Немира резко припала к холодной земле и подружку следом утянула. Девичьи сердца заколотились в такт. Осенний воздух наполнился дивным пением, будто то не голос был, а серебряные колокольчики звенели:
Как ночь сегодня хороша: Луна в златом сиянии, Река средь трав и камыша В блестящем одеянии. Колышет легкий ветерок Мои густые волосы. Я вдалеке от глаз, дорог, Без платья да без пояса. Скорей иди сюда, мой друг, Согрей меня дыханием, Теплом объятий, лаской рук. В лесном благоухании, Среди прохлады и тоски Даруй мне пылкость сладкую: Чтобы объятья, как тиски, Чтоб поцелуи жаркие…
Яринка не то от ужаса, не то от услышанного распахнула свои и без того немалые глаза так, что Немире даже страшновато стало: вдруг выскочат. Поди потом отыщи в траве да среди жухлых листьев.
– А что, если они нас заметят?
– Тсс.
Немира решила подползти к заводи ближе и потащила за собой подружку. Однако та вдруг уперлась и отчаянно замотала головой.
– Да не трусь ты!
Но Яринка развернулась с явным намерением убежать как можно дальше от нечистого места. Однако и Немира не собиралась сдаваться. Договаривались не уходить, пока не увидят русалок, значит, не уйдут! Вот только справиться с немалым задом подружки оказалось делом не из легких. Пришлось идти на отчаянную меру: хитрая подсечка – и вот Яринка распласталась на сырой земле, пытаясь сообразить, что произошло. Немира же тем временем выхватила нож и принялась очерчивать большой, до самых камышей, круг, приговаривая обережный заговор, а закончив, предупредила:
– Теперь, если переступишь эту черту, тебя водяницы под воду уволокут.

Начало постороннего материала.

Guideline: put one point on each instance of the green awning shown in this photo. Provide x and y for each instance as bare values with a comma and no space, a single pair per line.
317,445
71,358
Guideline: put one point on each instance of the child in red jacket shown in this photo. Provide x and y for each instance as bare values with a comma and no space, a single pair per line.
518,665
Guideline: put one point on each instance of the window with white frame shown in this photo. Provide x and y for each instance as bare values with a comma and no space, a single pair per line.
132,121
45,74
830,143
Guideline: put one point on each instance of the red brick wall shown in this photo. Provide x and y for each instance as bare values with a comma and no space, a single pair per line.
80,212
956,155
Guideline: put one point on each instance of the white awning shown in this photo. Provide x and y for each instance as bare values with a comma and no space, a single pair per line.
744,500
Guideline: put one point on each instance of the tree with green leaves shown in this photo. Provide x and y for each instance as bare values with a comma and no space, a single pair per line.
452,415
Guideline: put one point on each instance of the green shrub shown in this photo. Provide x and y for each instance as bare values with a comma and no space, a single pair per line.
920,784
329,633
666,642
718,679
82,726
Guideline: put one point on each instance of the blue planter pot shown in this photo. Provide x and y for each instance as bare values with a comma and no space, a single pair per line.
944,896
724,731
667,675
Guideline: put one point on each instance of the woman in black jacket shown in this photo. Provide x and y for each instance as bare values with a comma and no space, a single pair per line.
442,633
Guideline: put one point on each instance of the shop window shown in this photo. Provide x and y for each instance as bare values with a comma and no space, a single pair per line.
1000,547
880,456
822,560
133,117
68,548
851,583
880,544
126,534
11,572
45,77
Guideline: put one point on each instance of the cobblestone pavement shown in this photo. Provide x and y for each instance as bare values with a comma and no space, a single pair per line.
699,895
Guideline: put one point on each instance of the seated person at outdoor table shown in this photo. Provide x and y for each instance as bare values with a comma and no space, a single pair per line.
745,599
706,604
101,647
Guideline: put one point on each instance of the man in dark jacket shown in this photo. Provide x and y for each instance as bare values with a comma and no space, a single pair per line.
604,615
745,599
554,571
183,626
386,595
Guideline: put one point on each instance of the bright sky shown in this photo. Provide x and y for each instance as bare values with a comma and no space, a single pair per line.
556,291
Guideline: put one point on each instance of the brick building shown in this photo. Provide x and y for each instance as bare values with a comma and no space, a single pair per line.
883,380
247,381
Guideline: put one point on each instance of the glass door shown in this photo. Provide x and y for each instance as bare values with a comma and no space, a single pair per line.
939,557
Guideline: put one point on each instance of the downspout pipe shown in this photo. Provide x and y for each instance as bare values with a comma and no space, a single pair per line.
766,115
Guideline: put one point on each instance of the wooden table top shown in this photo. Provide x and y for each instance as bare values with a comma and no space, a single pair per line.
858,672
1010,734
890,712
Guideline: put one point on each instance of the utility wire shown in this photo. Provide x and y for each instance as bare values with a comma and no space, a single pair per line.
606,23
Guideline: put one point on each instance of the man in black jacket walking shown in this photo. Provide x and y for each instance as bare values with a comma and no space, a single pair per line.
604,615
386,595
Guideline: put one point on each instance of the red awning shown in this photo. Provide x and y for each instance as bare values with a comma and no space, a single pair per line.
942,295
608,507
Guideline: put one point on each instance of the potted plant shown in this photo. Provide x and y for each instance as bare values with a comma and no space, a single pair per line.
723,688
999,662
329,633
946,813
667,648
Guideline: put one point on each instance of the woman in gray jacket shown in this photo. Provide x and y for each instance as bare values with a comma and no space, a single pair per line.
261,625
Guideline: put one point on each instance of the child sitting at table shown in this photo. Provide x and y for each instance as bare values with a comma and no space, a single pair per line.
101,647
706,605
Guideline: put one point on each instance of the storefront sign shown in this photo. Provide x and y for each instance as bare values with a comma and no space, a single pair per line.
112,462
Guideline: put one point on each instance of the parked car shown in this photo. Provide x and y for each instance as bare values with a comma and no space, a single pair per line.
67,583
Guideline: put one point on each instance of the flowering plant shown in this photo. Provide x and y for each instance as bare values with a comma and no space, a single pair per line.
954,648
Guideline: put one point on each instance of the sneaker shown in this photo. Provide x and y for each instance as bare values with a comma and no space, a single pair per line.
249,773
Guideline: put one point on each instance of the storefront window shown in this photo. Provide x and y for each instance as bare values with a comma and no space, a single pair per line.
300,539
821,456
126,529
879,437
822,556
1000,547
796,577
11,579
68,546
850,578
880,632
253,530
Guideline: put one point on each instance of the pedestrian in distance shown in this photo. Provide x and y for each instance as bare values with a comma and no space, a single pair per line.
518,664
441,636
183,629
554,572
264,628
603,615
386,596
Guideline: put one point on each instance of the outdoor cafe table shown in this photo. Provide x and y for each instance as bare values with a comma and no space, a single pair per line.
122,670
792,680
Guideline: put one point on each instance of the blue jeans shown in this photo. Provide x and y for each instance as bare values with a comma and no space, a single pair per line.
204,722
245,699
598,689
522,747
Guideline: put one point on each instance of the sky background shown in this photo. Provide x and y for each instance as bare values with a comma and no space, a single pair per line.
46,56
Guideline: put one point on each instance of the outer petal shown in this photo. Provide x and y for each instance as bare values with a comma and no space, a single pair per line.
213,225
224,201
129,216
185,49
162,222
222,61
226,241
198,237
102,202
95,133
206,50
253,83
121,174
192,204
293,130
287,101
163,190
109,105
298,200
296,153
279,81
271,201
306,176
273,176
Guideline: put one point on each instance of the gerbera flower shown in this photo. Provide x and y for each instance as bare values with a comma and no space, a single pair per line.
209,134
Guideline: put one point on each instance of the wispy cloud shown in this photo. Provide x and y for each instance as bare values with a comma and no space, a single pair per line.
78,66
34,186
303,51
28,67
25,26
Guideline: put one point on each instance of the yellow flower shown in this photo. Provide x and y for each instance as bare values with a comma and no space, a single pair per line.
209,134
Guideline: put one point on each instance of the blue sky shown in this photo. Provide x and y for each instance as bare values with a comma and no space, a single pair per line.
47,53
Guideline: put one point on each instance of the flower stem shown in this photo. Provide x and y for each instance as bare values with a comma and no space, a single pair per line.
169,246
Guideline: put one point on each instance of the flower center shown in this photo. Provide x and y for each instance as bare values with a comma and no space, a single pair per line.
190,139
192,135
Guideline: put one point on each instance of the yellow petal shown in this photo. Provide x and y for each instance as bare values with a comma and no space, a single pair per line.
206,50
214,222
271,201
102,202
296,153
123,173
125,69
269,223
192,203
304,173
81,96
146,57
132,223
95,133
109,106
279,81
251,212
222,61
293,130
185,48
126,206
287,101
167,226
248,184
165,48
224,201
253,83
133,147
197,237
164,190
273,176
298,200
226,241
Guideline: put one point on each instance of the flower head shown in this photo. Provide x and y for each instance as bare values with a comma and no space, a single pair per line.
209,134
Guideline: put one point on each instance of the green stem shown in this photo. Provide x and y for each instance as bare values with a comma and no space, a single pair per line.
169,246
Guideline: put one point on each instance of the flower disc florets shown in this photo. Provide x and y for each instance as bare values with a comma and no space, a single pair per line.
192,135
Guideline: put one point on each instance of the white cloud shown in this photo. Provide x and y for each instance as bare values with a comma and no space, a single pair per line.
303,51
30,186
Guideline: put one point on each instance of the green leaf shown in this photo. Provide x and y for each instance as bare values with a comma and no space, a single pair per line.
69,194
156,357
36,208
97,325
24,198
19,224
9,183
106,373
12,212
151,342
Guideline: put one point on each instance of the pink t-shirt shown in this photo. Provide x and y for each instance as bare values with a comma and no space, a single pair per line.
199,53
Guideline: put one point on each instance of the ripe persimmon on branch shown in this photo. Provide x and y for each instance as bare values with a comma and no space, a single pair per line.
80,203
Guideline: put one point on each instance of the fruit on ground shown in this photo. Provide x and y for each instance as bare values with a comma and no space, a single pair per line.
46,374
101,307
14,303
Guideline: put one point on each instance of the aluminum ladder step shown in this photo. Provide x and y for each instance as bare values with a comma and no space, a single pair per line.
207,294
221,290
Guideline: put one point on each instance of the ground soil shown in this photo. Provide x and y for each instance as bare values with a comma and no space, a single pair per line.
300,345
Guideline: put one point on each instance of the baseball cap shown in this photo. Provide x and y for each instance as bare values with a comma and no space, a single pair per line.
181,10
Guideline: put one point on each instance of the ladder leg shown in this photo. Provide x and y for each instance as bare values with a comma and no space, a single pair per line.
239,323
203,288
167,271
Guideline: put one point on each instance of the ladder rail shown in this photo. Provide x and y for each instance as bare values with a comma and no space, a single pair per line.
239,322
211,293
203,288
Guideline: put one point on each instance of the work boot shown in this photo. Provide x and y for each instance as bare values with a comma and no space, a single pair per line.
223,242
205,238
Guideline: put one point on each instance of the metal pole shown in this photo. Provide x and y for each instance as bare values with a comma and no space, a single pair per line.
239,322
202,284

И в глаза им не смотри, а то ни круг, ни заговор не помогут.
Подружка села, подтянула ноги к груди и обиженно прошептала:
– Лучше бы на гаевок смотреть пошли. Они хоть добрые – зверей, птиц лечат.
– Ага, зато против их деда заговором да кольцом защитным не отделаешься! Уж он-то знает, сколько ты поганок от нечего делать посбивала!
– Гаевки хорошие, они бы не дозволили деду меня обидеть, – надула губы Яринка.
– Ну, хочешь, завтра пойдем? – предложила Немира. – Я с удовольствием посчитаю, сколько раз тебе гаюн дубиной по голове настучит.
– Тебе, можно подумать, не настучит!
Немира пожала плечами. Если бы она гаевого деда повстречала, то уж ее-то он первую поколотил бы. Имела Немира дурную привычку поганки да мухоморы пинать. И уж куда чаще подружки это делала. Но на то были причины. Однажды, когда мамка захворала, Хромая Гнеда сделала отвар из свежесобранных мухоморов. Поила им больную и обещала исцеление через пару дней. Только Доминике вдруг так худо стало, что еле-еле откачали, благо староста редкого лекарского порошка отжалел, хоть и пришлось потом пахотой аж три седмицы расплачиваться. После того Немира ни мухоморов, ни старую знахарку не жаловала. А один раз и вовсе ей дверь Булькиным дерьмом измазала, чтоб неповадно было людей травить.